6.05.2008

ISOLATION IS A CANCER

Dear 2.10,
The truth hurts and on the surface you gave me a boat load to sort out. I say on the surface because the fact is I’m well aware how poorly you think on your feet and your tendency to revert to mean spiritedness and juvenile processing; and as much as I couldn’t carry things around any more I’d have been better served by writing things down.

You say you have no conscience so you just do things and don’t feel anything at all.
You defended your subjective brand of lying when something’s “not important to you” regardless of knowing it’s a well discussed (over discussed!) issue that will hurt me and jeopardize our relationship.
Regarding the trust issues you’ve created in me, you told me I’m gonna have to figure it all out for myself.
Regarding your subjective interpretation of honesty, you told me it may not get any better than this.
Regarding us, you told me you don’t know what you want.

Far from the words of someone interested in building a future.

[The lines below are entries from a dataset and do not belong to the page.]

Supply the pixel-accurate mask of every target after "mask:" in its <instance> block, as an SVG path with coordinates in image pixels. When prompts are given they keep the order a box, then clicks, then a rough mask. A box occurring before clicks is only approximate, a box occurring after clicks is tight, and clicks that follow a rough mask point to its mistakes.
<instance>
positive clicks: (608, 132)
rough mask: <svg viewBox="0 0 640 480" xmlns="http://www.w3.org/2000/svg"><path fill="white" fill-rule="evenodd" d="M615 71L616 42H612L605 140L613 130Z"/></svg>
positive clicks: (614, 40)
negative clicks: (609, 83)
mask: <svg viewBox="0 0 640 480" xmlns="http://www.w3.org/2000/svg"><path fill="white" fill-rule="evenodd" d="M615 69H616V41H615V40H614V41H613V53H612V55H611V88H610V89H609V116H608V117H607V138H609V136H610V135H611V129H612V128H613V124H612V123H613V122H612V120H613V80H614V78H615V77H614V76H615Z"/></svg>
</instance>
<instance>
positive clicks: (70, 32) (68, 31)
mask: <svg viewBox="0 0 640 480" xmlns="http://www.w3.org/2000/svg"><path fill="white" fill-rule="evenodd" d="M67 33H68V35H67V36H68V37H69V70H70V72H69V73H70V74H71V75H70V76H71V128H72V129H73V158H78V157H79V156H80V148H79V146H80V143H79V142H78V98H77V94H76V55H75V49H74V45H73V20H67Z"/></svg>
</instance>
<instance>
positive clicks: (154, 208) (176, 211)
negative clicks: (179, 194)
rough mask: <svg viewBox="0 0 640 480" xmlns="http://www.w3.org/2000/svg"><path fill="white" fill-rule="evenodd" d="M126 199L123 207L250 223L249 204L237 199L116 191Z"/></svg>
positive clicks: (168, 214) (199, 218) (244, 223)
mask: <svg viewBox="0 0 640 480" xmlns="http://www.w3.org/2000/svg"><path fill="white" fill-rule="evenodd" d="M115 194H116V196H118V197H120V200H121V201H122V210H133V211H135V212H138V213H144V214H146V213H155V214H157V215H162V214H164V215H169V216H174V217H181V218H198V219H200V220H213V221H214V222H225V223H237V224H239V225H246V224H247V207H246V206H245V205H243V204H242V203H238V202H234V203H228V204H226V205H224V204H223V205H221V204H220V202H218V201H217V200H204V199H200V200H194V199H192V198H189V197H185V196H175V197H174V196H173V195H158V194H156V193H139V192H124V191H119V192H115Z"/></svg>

You also had the nerve to blame our fight in Melbourne entirely on me, completely forgetting the entire interaction started because I could no longer endure your abysmal negativity and moodiness and that you were ‘freaking out’ being in a city. Christ, I had to go get coffee in the mornings just to have someone smile at me! And you unloaded all sorts of unforgivable nastiness like you knew you should’ve never came, knew this would happen, and how you’d have had every last detail figured out before the trip without ever using the internet (which besides ignorant, is hysterical!). No, I was not level or unemotional; I was upset and ready to explode on top of having a really bad UTI that I saw a Dr. for the next day, please excuse my imperfection. But please also share some bloody responsibility instead of this ridiculous ‘no, you’re right it was all my fault’ woe-is-me shit.

I responded that after 5 f’ng years this conversation was insane (and redundant)!

And it is.

How clear this all is on paper without the good stuff interwoven; the humor, and kindnesses, and touch. I’m at a loss for how to reconcile it all. In the absence of a support system, friends, or the energy of a metropolitan area, I feel paralyzed. Isolation is a cancer.